Since Monday, the national average for a gallon of regular gasoline has increased by a penny to $2.88. According to new data from the Energy Information Administration (EIA), total domestic gasoline stocks increased by 100,000 bbl to 235 million bbl last week. The increase helped to minimize pump price increases as demand increased from 8.94 million b/d to 9.1 million b/d. Last week’s demand estimate is one of the highest since March 2020, when social distancing restrictions were established that dramatically reduced gas demand, and is in line with typical spring driving season rates seen pre-pandemic. Continued growth in total domestic supply will likely help to keep pump prices in check through the weekend.
At the close of Thursday’s formal trading session, WTI increased by eight cents to settle at $61.43. Crude prices increased despite growing market concern that surging coronavirus infection rates in Asia may derail expectations for crude demand recovery.
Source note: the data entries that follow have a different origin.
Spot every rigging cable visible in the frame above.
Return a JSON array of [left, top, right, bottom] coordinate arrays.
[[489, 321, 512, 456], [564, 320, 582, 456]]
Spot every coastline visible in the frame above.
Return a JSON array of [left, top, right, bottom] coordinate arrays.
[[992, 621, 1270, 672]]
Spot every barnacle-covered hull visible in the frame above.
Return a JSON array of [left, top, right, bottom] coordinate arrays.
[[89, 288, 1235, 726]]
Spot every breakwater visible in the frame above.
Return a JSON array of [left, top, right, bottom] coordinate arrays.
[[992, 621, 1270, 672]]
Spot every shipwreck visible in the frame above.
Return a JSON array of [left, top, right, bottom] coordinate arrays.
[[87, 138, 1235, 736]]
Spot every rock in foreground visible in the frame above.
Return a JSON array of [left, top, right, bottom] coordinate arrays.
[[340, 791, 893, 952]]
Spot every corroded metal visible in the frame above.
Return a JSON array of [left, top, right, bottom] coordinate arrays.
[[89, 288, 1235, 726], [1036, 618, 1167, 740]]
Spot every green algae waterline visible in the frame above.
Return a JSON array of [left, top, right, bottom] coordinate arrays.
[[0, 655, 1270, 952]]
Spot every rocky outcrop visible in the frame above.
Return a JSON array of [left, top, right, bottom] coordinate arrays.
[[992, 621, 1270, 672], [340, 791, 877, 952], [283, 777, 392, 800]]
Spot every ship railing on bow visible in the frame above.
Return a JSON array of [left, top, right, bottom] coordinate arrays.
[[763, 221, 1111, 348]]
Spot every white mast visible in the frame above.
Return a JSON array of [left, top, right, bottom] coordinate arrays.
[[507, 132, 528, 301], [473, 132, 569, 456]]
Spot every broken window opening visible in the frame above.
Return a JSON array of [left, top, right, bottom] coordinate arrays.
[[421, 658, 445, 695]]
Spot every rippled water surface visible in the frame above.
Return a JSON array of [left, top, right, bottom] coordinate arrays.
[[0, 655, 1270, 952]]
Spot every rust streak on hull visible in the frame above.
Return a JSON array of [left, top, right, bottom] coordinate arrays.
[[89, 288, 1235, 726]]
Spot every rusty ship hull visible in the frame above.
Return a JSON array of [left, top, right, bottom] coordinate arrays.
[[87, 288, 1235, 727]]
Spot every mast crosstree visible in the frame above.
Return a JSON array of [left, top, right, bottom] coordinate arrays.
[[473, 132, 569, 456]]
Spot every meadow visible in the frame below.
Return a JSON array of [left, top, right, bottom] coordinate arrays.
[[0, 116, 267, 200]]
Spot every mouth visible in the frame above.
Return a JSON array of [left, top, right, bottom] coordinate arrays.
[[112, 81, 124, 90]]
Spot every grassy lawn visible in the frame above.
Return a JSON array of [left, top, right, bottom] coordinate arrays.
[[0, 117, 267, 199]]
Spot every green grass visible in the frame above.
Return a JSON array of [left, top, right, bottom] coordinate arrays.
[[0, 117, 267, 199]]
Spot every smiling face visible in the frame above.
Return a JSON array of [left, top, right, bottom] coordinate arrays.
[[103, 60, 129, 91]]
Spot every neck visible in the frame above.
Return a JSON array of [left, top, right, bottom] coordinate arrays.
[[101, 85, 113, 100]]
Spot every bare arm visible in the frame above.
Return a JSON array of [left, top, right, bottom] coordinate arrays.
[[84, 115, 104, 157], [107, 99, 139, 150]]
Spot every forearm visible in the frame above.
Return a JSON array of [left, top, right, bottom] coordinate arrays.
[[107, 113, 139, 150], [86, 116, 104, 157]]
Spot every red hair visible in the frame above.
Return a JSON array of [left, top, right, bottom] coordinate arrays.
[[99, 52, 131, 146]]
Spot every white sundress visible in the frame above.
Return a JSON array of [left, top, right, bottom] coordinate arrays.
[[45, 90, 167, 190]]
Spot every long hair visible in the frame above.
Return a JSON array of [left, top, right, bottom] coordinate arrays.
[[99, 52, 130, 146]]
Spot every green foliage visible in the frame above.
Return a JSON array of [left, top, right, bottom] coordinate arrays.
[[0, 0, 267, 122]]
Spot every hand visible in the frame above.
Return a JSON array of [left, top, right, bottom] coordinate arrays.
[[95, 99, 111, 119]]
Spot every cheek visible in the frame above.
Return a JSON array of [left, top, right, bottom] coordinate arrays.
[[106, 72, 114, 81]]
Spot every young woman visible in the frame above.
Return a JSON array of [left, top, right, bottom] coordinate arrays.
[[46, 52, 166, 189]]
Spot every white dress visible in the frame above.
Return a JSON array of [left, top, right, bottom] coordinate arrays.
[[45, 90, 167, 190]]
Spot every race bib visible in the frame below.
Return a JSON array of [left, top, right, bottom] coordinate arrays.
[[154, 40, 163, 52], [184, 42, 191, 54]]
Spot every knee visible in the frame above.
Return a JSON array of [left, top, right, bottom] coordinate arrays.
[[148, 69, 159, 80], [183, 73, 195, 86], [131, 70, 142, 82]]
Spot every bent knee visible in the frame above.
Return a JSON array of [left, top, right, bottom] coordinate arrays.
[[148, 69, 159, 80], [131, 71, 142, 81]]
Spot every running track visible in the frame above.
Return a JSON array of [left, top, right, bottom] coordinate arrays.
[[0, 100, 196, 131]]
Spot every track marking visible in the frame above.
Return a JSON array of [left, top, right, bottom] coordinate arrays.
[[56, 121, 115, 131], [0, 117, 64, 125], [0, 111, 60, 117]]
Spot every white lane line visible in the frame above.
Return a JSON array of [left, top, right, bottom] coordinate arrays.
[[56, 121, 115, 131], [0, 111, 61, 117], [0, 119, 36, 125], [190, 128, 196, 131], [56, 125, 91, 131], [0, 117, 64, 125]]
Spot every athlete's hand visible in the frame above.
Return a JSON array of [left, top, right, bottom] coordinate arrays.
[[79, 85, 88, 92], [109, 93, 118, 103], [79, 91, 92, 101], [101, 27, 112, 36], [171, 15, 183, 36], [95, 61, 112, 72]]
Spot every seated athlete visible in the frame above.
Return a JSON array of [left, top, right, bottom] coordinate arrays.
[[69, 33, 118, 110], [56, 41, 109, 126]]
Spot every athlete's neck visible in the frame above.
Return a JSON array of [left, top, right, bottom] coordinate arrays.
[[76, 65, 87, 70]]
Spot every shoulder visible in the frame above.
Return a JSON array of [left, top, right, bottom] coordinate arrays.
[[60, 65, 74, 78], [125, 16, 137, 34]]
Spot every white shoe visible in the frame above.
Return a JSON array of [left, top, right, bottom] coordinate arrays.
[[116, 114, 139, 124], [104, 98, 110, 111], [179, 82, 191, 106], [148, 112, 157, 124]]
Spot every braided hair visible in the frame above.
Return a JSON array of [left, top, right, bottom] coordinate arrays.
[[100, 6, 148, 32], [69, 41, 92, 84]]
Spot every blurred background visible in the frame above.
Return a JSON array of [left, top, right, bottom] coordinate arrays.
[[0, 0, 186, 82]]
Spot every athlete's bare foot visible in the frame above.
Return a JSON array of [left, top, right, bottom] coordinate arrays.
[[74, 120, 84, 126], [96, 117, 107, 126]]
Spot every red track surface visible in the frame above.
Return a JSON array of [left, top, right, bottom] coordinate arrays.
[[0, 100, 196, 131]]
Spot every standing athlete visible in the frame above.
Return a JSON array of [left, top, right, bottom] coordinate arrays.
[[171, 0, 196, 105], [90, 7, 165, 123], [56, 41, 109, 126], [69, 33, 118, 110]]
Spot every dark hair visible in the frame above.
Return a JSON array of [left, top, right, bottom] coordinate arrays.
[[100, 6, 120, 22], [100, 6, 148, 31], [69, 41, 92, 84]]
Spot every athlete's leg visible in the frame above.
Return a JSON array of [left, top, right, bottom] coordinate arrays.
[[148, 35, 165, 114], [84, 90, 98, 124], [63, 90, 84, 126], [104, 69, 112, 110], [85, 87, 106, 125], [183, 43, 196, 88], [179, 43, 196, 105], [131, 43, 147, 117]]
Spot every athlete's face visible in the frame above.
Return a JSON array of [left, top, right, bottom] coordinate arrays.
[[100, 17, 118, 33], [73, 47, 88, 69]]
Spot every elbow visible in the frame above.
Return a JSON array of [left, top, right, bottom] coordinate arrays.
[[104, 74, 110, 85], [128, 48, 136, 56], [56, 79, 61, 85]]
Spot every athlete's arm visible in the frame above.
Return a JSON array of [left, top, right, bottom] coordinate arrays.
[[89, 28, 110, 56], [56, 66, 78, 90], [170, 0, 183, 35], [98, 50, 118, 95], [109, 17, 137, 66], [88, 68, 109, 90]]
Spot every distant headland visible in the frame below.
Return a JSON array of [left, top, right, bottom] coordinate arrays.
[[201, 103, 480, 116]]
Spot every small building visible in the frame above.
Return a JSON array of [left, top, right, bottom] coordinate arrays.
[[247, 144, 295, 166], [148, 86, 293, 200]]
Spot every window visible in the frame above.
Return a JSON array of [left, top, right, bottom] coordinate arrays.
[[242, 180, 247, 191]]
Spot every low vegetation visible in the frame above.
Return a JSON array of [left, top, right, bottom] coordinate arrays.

Additionally, EIA’s weekly report revealed that total domestic crude inventory increased by 600,000 bbl to 493 million bbl last week, contributing to downward pressure on crude prices.
Largest Weekly Increases
- Since last Thursday, these 10 states have seen the largest increases in their averages: Ohio (+12 cents), Michigan (+7 cents), Nevada (+5 cents cents), Kansas (+5 cents), Washington (+5 cents), Colorado (+4 cents), Delaware (+4 cents), Montana (+4 cents), Wisconsin (+4 cents) and California (+3 cents).